1. Letter confirming KYC and/or AML enquiries
Frequently, a letter was being sought from the solicitor acting for the purchaser that creates certain obligations directly to the fund/lender in relation to KYC and AML enquiries (as well as obligations in relation to associated documentation procured) that had been carried out by the solicitor in respect of his/her client.
Following representations made by the committee, it has been assured by one such equity fund that this letter will only be used in exceptional cases, and will no longer be accepted in auction scenarios.
Practitioners are referred to paragraph 2 below in relation to special conditions that are being insisted upon by certain funds/lenders.
If the parties (including their respective legal advisors) decide to proceed on the basis of such a letter, the form and content of such letter needs to be carefully considered.
Practitioners are reminded of their obligations pursuant to the relevant legislation and to their client, which are of paramount importance and should not be fettered by any such agreement with, and/or letter to, the fund/lender.
Any such letter must be carefully drafted to ensure that it does not in any way restrict the solicitor’s obligations under the relevant legislation.
The solicitor, when providing such a letter, also needs to ensure that his/her client has formally and irrevocably (in writing) consented to the provision of such a letter to the fund/lender and to the commitments and obligations created. Such obligations and commitments may continue beyond the solicitor/client relationship and may, at a later date, conflict with the wishes of the client.
2. Special conditions in contract for sale entitling vendor to retain deposit
Some contracts being used contain a special condition entitling the vendor (regardless of whether or not it is the owner of the property and/or the fund/lender) to retain deposits and rescind the contract for sale if the fund/lender is not satisfied that its AML/KYC requirements have been met.
This is usually a unilateral entitlement to retain the deposit, with no clear objectivity as to the information required from the purchaser. As such, it leaves the matter largely open to the fund/lender to decide whether or not the relevant information has been provided.
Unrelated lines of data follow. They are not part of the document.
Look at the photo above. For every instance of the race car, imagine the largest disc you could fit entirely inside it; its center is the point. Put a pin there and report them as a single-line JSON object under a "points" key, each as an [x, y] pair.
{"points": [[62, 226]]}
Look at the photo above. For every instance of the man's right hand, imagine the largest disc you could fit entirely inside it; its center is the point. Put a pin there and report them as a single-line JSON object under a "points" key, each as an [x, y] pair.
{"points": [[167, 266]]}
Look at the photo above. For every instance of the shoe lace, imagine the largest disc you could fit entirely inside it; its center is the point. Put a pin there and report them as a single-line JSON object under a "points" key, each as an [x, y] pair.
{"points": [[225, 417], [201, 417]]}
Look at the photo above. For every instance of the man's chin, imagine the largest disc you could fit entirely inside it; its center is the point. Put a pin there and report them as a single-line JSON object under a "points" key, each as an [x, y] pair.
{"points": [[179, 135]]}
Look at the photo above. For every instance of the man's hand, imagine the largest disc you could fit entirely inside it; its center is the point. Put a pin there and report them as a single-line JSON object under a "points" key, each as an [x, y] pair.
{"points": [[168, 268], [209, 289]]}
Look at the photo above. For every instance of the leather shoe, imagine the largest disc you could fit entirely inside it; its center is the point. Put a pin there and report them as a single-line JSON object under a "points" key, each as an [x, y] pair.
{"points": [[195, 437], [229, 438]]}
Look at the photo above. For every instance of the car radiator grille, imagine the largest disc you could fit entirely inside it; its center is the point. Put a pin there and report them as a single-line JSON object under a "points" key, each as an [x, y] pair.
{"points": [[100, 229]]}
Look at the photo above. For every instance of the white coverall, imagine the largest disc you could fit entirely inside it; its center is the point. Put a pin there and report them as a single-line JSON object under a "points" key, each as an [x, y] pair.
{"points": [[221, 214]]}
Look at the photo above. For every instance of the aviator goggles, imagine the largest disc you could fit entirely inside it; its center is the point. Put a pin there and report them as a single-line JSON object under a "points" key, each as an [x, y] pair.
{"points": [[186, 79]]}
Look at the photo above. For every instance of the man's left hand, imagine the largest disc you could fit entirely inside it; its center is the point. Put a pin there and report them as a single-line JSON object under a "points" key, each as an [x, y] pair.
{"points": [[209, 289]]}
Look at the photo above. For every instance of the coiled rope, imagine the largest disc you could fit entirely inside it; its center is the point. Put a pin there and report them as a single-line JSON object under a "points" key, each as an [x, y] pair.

It is the view of the committee that such a condition is unreasonable, and should be resisted.
Indeed, the provision itself may be, in certain appropriate cases, an unfair contract term.
3. AML requirements of a fund/lender on the redemption of a loan
It appears that a process has now crept into the redemption of loans, where a property is being sold and a loan repaid and the fund/lender, in some cases, is requiring KYC and/or AML details of the ultimate purchaser.
While it is accepted that the fund/lender would be entitled to complete the usual KYC and/or AML enquiries in respect of its customer (the borrower), to insist on the same information from an unrelated third-party purchaser for value in an arm’s length transaction, where the funds are passing through a solicitor’s client account before being remitted in redemption of the facility, is an unusual and extraordinary practice.
This practice may cause difficulties with borrowers disposing of assets in order to discharge his/her obligations to the fund/lender, and could potentially result in a loss of value of the asset and/or the creation of a ‘clog on the equity of redemption’.
Solicitors practising in this jurisdiction are regulated and required, as a matter of law, to comply with the relevant money-laundering legislation in force.
As such, the committee is of the opinion that it is not appropriate for the fund/lender to seek and compel unrelated third parties (such as third-party purchasers for value), who are independently represented by solicitors with the balance purchase moneys flowing through their solicitors’ client account, to produce personal and sensitive data to the fund/lender and/or to require a letter or other evidence in this regard. It is quite reasonable and understandable that an unrelated purchaser will not wish to provide such details to the fund/lender.
These practices being introduced are unusual and not customary in this jurisdiction. Such practices may deter purchasers, reducing the pool of potential buyers and adversely affect the price achievable.
These are not practices supported by the committee.